Sur 12 affaires fixées ce matin dans cette chambre, "on pourra en prendre maximum 5 en délibéré", explique le magistrat devant une salle vide. "On se tourne les pouces à l’audience et on remet les affaires."

Le mercredi, c’est encore pire, ajoute l’huissier d’audience, parce que c’est une journée très chargée en chambre du conseil et en chambre des mises : "Toutes les arrestations du vendredi et du samedi arrivent et le corps de sécurité est mobilisé pour ça." Du coup, les chambres correctionnelles se retrouvent au chômage technique. "En général, jusqu’à 11 heures, il ne se passe rien et on doit faire un maximum entre 11h et 12h30. Il y a embouteillage et on doit reporter les affaires parce qu’on ne peut pas toutes les prendre", enchaîne le magistrat. "On est en train de créer de l’arriéré judiciaire."

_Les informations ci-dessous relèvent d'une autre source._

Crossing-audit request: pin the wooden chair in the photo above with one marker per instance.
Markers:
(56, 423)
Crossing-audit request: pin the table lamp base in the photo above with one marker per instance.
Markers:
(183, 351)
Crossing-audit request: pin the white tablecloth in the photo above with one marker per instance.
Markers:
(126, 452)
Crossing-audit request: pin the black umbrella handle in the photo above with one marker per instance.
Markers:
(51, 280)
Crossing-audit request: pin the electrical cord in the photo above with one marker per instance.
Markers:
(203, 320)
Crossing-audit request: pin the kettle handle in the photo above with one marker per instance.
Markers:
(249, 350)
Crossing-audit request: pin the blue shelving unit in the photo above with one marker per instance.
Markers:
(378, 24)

Et les choses ne risquent pas de s’arranger quand le crédit d’heures autorisé par le ministre de la Justice, Stefaan De Clerck (CD&V), pour les huissiers d’audience sera épuisé. "Pour le moment, le nombre d’huissiers a été maintenu dans les chambres correctionnelles. Mais à partir de juin, quand il ne seront plus là, on va devoir suspendre tout le temps les audiences pour répondre au téléphone, vérifier les identités, faire monter les détenus, retrouver un dossier " Davantage d’affaires seront reportées et la justice encore ralentie. "On dira encore que les magistrats manquent de souplesse", soupire le juge. "On fait ce qu’on peut."

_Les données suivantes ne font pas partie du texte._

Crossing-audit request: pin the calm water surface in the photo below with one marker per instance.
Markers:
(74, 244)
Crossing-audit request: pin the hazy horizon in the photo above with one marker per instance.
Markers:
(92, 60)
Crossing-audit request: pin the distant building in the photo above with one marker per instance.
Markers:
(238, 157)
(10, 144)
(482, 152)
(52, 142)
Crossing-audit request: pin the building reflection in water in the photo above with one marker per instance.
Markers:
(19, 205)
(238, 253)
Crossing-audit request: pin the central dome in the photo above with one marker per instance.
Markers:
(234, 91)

Mais cette situation est surtout "inacceptable" pour les justiciables, estime-t-il. "C’est un scandale de maintenir des gens en détention préventive parce qu’on ne peut pas les faire comparaître."

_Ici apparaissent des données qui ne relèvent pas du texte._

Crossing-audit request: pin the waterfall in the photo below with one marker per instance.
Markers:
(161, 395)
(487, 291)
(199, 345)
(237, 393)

Il prend le cas du détenu de Jamioulx. "On l’a levé à 5 heures du matin. On l’a fait attendre toute la matinée dans une cellule du poste et on va le ramèner là-bas en lui disant de revenir à une telle date. Il n’a sans doute rien compris de ce qui lui arrivait. Les trois policiers qui l’encadrent auront, comme nous, perdu toute leur matinée. Ils ont été logiquement payés pour ça, mais c’est une mission qui n’aura servi à rien puisqu’ils rentreront bredouilles à la prison et que le dossier du détenu en préventive n’a pas avancé d’un pouce."

C’est aussi important que les prévenus soient présents à l’audience pour le prononcé, souligne la substitute. "Comme les peines en dessous de 3 ans ne sont presque plus exécutées, tout ce qu’on peut faire, nous, c’est maximaliser les moments où on a les intéressés devant nous. Peut-être retiendront-ils quelque chose de ce qu’ils ont entendu ici. Mais s’ils ne sont pas là Et ils n’iront pas lire leur jugement."

Ou comment le système fabrique lui-même le sentiment d’impunité.